木造阿弥陀如来立像 像内納入文書1巻19枚

種別

県指定有形文化財(彫刻)

所有者

龍泉寺(富田一色町)

法量

像高36.9cm

材質・形状

割矧造 漆箔 玉眼

製作年代

鎌倉時代中期

指定年月日

平成16年10月18日

解説

 檜材でおよその形を作った後、身体を半分に割り、干割れ防止のために内側を刳り抜き、最後に接合して元の状態に戻します(割矧造)。漆箔を施し玉眼をはめています。螺髪の肉髻珠(にくけいしゅ)、額中央の白毫(びゃくごう)はいずれも水晶で表し、袈裟などの衣を3枚重ね、左手は緩やかに下して第1、2指を捻じ、右手は肘を曲げて掌を前に向けて第1、2指を捻じる来迎印を結んでいます。やや右足を浮かせて蓮華座上に立っています。
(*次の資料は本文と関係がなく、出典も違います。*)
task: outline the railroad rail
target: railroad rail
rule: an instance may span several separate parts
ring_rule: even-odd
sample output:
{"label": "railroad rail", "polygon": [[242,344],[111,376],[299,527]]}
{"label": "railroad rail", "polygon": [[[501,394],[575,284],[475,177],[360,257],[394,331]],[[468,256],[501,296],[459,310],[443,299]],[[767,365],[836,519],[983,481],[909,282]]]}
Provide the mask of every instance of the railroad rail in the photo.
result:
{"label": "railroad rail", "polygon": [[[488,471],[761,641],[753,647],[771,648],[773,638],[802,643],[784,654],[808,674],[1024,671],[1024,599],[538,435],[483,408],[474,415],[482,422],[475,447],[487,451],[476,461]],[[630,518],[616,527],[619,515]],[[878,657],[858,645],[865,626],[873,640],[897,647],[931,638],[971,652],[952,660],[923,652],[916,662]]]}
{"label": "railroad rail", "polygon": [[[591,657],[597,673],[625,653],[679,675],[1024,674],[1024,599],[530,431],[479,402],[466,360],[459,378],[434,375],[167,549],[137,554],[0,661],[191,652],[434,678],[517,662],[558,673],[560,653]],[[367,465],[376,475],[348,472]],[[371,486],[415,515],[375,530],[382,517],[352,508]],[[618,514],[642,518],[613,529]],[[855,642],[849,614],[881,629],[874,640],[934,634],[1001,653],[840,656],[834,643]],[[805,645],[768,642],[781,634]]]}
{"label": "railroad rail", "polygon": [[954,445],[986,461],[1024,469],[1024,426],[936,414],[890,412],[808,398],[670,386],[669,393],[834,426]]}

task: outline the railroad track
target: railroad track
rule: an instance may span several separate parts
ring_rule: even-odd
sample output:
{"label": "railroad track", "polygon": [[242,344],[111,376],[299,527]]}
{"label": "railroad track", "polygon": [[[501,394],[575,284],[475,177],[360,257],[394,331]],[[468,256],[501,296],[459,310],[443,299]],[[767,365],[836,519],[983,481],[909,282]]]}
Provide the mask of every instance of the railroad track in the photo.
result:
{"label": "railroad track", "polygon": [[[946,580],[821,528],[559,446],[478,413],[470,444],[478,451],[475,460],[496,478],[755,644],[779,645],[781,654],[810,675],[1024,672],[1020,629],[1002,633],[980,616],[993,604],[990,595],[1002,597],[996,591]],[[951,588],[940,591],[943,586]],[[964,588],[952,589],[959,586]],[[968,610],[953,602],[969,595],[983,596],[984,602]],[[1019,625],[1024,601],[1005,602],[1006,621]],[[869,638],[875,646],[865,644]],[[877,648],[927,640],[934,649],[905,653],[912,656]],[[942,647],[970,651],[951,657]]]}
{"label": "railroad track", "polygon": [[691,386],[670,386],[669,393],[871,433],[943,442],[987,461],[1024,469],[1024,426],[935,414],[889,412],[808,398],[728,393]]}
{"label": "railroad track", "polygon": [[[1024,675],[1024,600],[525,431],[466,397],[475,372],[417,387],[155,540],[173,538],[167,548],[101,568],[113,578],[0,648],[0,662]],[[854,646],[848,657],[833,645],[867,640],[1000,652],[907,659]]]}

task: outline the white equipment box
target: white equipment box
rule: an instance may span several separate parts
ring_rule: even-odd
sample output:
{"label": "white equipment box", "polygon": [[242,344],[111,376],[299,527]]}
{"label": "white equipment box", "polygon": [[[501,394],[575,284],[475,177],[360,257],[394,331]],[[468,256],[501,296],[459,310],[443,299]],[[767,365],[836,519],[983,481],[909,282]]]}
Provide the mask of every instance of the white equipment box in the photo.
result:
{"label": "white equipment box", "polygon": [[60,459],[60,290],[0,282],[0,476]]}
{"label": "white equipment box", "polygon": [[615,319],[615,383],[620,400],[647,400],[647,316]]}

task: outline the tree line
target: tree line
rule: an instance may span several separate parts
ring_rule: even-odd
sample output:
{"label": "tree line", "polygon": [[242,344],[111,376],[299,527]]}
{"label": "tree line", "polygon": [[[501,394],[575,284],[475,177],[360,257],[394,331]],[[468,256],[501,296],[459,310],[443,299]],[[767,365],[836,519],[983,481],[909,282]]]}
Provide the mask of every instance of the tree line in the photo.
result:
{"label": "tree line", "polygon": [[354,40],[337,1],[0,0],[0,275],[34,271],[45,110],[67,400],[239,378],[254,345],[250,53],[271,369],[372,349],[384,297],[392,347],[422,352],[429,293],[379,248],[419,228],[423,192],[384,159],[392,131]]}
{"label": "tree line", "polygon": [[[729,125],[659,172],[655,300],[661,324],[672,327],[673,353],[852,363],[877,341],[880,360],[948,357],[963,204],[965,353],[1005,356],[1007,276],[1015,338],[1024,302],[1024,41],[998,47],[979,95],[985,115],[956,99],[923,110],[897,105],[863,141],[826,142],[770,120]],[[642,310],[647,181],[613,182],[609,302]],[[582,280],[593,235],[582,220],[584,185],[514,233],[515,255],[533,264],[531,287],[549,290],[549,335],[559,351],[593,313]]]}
この姿勢は、阿弥陀如来が極楽浄土から信者を迎えに来た様子を表しています。
 鋭い眼差しや顎を強く引く面部、筋肉の抑揚など、鎌倉時代前期の特色がよく現れています。また、煩雑な激しいうねりをもつ衣文が特に特徴的で、13世紀第2四半期(1225~1250年頃)の宋風彫刻の受容の一つの傾向を示すものと考えられます。
 本像胎内には経巻1巻と19枚の摺仏が納められていました。経巻には「仏説阿弥陀経」などのあとに種々の真言陀羅尼を記し、次いで阿弥陀如来の印仏(仏を刻んだ小さい版木に墨を着けて押したもの)を百行にわたって一体ずつ押印しています。摺仏19枚には阿弥陀如来の印仏が7~8段にわたって押印されています。順蓮という僧侶を軸とした智識によって制作されたことが知られ、中世初頭の仏教信仰の様子を示しています。